Ayacucho no crece, no avanza, no mejora. Capital del arte religioso, orgullo agrícola y exportador de cacao, joya turística andina que resiste y brilla. Un destino que lo tiene todo, pero que sigue sin poder surgir. Y no es por falta de recursos.
Es por falta de visión, de gestión y de voluntad política para romper con la lógica de una administración pública que lo único que busca es asegurar su propio futuro y el de sus corruptos colaboradores.

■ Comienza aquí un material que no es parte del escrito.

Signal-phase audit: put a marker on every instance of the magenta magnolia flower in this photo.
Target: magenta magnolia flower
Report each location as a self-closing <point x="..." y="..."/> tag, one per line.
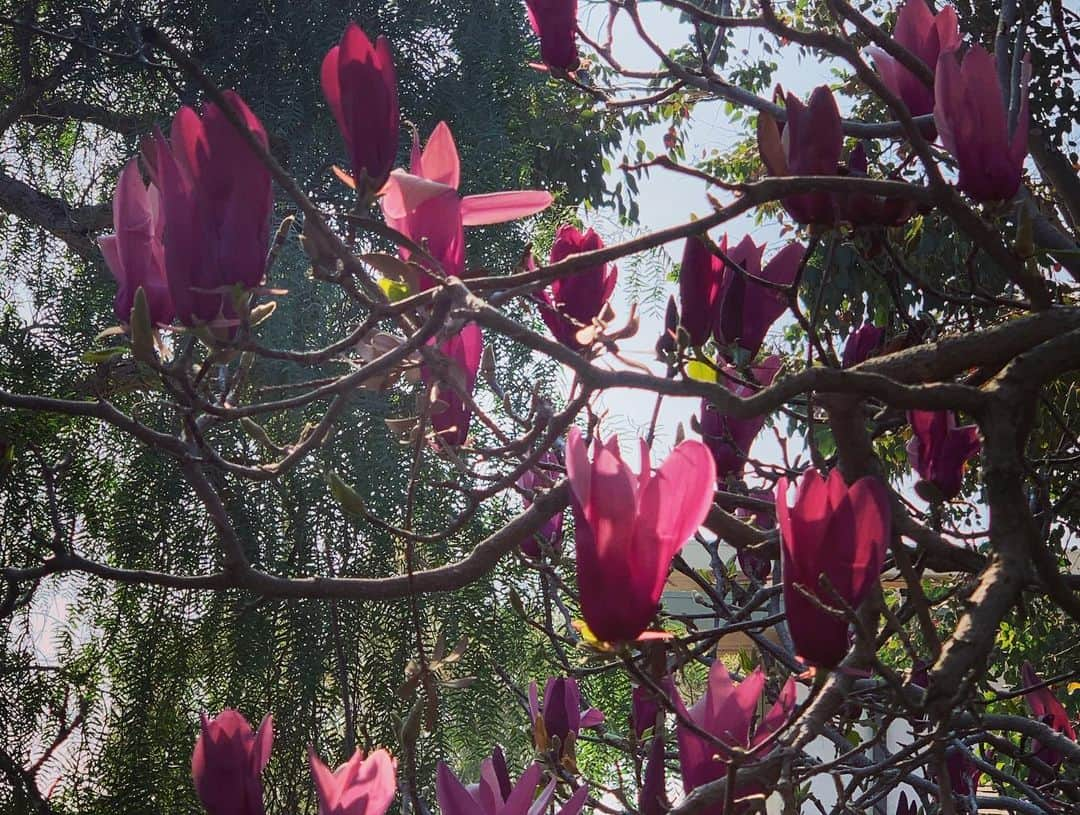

Un nuevo informe que mide qué tan bien funcionan las regiones del país —en temas como economía, salud, educación y empleo (INCORE 2025) — volvió a prender las alarmas: Ayacucho sigue abajo del promedio nacional y sin avances. Infraestructura deficiente, servicios públicos colapsados, empleo informal y, sobre todo, una gestión regional incapaz de atraer nuevas inversiones ni generar bienestar para sus ciudadanos.
Durante años, se ha hablado de potenciar el desarrollo productivo de Ayacucho. Pero la realidad es que no hay reglas claras, no hay seguridad jurídica, y no hay una política seria que le diga al empresario: acá puedes apostar. Las pocas empresas que se instalan en la región lo hacen sorteando burocracia, corrupción y trabas que desincentivan cualquier iniciativa privada.
El bienestar de los ayacuchanos está estancado por una clase política local que no supo —ni quiso— jugar el partido del desarrollo. Es hora de empezar a construir futuro. Ayacucho merece más, merece un verdadero cambio de ciclo.